The investment horizon — sometimes called the investor’s time horizon — is a fairly simple concept. It’s essentially the duration for which you intend to hold the investments in your portfolio. Generally, this is based on what life stage you’re at, your financial goals and plan, your capacity for risk-taking, your investment strategy and your financial behaviour — all of which are aspects that also influence the kind of asset class you choose. Each asset class also has its own investment horizon, i.e. the amount of time it would take to yield the returns you expect from it. Usually, the level of risk you’re willing to take with your investments is commensurate to the length of your investment horizon.
So, if you’re in your 20s with a healthy appetite for risk and you hope to buy a house in, say, 15 years, you can afford to wait for the returns you seek, which gives you the flexibility and tolerance required to invest in equity — an investment that generally takes at least three years to deliver the desired rewards, since the companies invested in need to time to grow. If you tend to get anxious about risky investments, a mutual fund might suit you better, since it would be curated by a fund manager as opposed to independently navigating the market. If you have high levels of curiosity, you could even explore trading in derivatives or look out for businesses to invest in — provided you can keep a close eye on these investments and be realistic about your targets. On the other hand, if you’re older and nearing retirement and will soon be in need of liquid funds to manage your expenses, investing in a low-risk debt fund for, say, a six-month period would help meet that requirement while also bringing in some returns.
Overall, there are short-term, medium-term or long-term investment horizons. A short-term horizon means that you intend to hold your investments for less than a year, so your portfolio will likely comprise stable investments that can be liquidated swiftly — think short-term bonds, intra-day trading, liquid funds, certificates of deposits, etc. A medium-term investment horizon implies that you can hold your investments between 1 and 5 years — this could include debt funds, mutual funds, or saving for overseas education or a down payment on a home.

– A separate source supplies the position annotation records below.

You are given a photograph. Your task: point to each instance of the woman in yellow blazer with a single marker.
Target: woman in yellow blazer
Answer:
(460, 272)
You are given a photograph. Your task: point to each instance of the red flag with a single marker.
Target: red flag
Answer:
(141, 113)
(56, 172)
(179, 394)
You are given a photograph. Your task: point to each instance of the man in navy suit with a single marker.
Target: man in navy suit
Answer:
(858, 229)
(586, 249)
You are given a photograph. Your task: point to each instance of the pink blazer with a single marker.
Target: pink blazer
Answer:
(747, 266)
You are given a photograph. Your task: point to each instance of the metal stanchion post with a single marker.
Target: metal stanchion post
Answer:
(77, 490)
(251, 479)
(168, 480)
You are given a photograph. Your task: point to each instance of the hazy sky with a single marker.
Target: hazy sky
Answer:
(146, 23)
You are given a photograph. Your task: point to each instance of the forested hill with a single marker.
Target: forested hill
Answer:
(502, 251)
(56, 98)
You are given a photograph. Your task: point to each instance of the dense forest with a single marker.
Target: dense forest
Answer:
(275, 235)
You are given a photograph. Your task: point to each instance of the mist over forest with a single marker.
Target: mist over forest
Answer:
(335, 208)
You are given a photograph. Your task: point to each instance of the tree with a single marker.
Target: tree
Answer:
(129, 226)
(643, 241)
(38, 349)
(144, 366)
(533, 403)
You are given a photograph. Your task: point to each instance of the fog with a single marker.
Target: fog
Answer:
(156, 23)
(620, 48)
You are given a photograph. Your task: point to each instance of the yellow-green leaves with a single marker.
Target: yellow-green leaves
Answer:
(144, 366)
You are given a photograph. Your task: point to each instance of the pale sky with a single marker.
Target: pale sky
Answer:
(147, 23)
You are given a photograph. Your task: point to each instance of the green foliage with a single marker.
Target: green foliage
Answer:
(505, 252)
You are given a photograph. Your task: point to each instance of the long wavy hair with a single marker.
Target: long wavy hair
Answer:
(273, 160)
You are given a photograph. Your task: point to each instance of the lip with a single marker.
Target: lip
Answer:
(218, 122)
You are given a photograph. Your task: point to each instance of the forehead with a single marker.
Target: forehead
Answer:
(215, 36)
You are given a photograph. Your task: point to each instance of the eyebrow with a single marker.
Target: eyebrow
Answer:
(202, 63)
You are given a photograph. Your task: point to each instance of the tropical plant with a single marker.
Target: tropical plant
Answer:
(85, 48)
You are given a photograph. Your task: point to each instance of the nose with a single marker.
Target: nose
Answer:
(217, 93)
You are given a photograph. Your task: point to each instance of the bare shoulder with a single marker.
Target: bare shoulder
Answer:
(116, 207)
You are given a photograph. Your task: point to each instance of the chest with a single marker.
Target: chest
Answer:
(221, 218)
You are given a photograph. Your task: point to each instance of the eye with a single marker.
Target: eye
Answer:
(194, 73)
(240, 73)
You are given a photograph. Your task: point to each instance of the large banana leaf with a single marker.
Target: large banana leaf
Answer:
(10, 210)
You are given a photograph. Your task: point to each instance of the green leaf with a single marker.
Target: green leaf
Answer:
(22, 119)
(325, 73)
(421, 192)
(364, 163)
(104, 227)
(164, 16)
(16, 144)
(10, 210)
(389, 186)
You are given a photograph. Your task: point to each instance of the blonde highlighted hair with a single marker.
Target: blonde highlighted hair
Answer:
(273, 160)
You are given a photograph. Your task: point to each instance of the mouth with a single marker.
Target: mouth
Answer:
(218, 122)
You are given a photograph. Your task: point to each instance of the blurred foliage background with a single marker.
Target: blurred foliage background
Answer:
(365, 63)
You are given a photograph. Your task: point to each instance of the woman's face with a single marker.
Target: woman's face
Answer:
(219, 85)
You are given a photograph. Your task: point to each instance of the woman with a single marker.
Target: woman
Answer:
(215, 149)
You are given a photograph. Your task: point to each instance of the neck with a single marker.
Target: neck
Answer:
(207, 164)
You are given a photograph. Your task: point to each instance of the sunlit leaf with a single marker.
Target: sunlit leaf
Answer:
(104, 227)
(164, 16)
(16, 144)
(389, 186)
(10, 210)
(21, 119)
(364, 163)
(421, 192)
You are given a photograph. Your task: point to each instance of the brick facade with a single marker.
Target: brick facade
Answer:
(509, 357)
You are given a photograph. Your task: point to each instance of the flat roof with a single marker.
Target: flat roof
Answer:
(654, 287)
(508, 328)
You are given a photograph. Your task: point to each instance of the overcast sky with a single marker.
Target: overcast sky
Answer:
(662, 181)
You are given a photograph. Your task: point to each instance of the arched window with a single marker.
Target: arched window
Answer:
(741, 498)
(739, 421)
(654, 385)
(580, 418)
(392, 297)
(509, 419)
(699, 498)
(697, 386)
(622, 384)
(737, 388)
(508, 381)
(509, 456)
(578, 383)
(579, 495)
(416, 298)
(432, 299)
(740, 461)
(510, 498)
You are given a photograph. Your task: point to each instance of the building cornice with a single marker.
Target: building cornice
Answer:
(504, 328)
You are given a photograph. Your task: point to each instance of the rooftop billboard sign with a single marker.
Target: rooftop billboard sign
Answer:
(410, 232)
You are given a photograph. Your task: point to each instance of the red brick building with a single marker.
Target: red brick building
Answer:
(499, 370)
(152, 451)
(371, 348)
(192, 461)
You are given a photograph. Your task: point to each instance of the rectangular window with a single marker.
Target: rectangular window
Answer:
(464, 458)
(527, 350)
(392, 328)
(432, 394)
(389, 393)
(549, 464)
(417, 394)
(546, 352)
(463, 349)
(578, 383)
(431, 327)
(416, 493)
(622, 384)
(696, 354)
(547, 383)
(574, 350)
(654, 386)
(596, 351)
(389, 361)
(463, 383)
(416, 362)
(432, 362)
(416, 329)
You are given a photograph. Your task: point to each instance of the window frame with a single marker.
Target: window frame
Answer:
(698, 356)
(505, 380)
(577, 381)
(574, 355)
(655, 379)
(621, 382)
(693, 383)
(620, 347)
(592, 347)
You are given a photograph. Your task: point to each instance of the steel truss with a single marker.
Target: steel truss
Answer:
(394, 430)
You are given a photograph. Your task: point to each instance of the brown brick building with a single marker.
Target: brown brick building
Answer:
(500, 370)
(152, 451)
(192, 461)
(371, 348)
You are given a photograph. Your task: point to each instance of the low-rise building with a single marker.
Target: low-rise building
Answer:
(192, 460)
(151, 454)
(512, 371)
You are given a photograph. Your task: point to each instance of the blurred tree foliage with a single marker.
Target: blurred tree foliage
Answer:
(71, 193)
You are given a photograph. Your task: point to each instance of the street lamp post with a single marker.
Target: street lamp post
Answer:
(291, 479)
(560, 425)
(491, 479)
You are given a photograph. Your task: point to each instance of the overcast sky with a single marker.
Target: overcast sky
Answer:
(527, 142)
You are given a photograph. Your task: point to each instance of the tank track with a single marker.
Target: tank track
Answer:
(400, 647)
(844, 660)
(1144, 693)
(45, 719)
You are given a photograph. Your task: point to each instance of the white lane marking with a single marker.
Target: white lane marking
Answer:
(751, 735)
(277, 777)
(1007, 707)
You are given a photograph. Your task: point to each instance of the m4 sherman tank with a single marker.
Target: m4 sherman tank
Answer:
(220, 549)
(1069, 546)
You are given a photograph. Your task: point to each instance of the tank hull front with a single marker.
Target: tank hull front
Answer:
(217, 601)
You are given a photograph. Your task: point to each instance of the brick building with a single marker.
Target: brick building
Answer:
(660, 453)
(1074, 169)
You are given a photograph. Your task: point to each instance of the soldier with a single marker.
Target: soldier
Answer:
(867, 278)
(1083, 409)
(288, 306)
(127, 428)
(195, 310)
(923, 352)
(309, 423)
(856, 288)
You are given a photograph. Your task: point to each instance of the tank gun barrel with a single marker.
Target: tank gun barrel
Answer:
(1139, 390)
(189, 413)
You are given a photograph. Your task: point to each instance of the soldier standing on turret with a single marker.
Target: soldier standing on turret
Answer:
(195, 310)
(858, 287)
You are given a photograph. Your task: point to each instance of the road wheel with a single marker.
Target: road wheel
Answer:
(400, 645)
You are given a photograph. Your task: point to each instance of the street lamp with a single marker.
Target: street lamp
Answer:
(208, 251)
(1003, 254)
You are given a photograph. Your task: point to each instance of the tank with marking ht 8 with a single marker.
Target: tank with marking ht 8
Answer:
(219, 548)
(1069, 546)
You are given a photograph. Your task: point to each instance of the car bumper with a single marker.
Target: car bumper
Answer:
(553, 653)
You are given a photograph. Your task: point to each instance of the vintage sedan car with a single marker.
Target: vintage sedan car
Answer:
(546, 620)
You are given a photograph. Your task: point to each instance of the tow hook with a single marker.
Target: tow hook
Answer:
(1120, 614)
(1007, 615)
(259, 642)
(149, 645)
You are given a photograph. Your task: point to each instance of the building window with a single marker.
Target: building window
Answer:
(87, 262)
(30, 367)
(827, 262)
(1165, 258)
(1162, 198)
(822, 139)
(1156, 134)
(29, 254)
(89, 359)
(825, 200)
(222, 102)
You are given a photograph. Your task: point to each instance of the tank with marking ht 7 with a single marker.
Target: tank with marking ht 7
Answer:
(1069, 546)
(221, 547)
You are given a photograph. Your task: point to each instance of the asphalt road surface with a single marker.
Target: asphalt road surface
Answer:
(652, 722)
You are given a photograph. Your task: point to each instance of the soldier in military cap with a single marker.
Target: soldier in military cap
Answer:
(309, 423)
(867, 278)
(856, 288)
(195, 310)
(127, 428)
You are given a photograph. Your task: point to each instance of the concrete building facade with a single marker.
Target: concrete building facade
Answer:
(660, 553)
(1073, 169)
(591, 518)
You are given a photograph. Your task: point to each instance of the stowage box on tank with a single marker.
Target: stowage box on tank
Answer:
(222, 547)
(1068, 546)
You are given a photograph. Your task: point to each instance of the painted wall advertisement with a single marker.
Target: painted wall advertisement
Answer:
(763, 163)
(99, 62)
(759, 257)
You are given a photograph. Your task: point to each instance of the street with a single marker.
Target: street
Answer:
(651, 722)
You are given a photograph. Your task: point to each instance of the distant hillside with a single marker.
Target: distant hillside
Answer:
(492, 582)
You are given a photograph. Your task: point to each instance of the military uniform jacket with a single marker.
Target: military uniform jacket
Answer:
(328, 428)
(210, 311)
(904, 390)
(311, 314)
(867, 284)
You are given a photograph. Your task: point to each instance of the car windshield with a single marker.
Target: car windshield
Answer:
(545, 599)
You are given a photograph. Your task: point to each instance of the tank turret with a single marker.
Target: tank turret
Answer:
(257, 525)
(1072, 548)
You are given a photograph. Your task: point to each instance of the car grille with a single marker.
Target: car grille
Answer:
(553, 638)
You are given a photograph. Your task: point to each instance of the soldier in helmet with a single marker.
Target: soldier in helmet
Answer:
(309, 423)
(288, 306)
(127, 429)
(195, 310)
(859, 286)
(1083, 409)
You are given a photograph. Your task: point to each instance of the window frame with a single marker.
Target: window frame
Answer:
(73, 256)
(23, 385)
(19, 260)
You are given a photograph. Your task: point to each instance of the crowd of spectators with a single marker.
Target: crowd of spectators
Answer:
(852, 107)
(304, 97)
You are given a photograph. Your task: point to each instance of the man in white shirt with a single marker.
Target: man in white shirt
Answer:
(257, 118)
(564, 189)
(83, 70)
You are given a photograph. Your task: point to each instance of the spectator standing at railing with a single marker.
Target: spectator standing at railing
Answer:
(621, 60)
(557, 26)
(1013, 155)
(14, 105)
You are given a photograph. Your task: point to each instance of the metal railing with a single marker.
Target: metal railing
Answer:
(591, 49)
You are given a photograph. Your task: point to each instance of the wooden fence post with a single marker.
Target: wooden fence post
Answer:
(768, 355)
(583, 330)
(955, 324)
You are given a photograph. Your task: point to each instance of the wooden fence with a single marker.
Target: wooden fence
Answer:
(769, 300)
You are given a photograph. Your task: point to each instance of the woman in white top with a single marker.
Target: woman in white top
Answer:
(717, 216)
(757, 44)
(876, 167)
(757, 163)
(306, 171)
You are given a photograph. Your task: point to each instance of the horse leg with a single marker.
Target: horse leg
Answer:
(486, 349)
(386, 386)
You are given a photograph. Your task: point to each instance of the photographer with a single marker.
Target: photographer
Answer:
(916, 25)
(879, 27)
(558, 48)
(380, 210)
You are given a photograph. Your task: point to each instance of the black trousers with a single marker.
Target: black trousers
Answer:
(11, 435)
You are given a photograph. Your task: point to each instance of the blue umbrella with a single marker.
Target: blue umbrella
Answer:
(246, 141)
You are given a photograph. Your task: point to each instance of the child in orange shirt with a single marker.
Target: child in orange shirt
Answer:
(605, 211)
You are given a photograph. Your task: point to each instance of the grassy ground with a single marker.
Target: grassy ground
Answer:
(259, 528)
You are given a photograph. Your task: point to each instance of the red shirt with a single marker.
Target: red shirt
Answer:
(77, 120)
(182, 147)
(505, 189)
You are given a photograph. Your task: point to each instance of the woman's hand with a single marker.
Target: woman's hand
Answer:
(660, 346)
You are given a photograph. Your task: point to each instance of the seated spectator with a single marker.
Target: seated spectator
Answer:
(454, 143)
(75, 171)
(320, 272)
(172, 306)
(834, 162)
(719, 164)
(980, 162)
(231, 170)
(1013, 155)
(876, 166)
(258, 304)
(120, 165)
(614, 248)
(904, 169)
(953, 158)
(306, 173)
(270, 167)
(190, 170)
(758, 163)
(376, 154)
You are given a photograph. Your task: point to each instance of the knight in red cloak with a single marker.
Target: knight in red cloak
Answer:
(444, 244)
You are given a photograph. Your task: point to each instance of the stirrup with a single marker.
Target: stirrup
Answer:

If you plan to hold your investments for anywhere between 5 and 10 years or even longer, you have a long-term investment horizon and will probably lean towards investing in real estate or the stock market.
While there is no thumb rule for calculating or measuring your investment horizon as the factors that inform it vary from person to person, a systematic look at your finances — including your asset allocation and financial traits and tendencies — will help you have clarity on your financial goals. Consequently, guidance from certified financial planners and chartered wealth managers can help create a balanced portfolio, and help you decide whether you should be seeking long-term rewards that may involve more risk and higher returns, or short-term gains that are moderate but consistent.
Your investment horizon — whether it be long or short — is fundamental to building a sustainable financial plan. There are pros to all kinds of investment horizons. A longer investment horizon offers more scope for diversification and flexibility, but it does not eliminate risks. When stock prices fall, you can of course buy more and get higher returns in the long-term — but there is also the possibility that you miss the chance to sell and exit at the right time. With a short-term horizon, you can still aim for high and stable returns, but will likely have to choose from a limited pool of assets, which will usually not include equity or alternative investment options, since you don’t have the flexibility of being able to withstand a price fall. If you have the bandwidth, you can also choose to have a healthy mix of investments in your portfolio — some to meet your short-term financial needs and others to contribute towards long-term well-being.
Regardless of what your investment horizon is, there is merit and wisdom in setting up your portfolio by following the basic principles of financial planning — the patience to wait for rewards without giving in to impulses, the discipline to follow through on these investments and be conscious of where you’re putting your money, and the objectivity to adjust your expectations to your actual needs.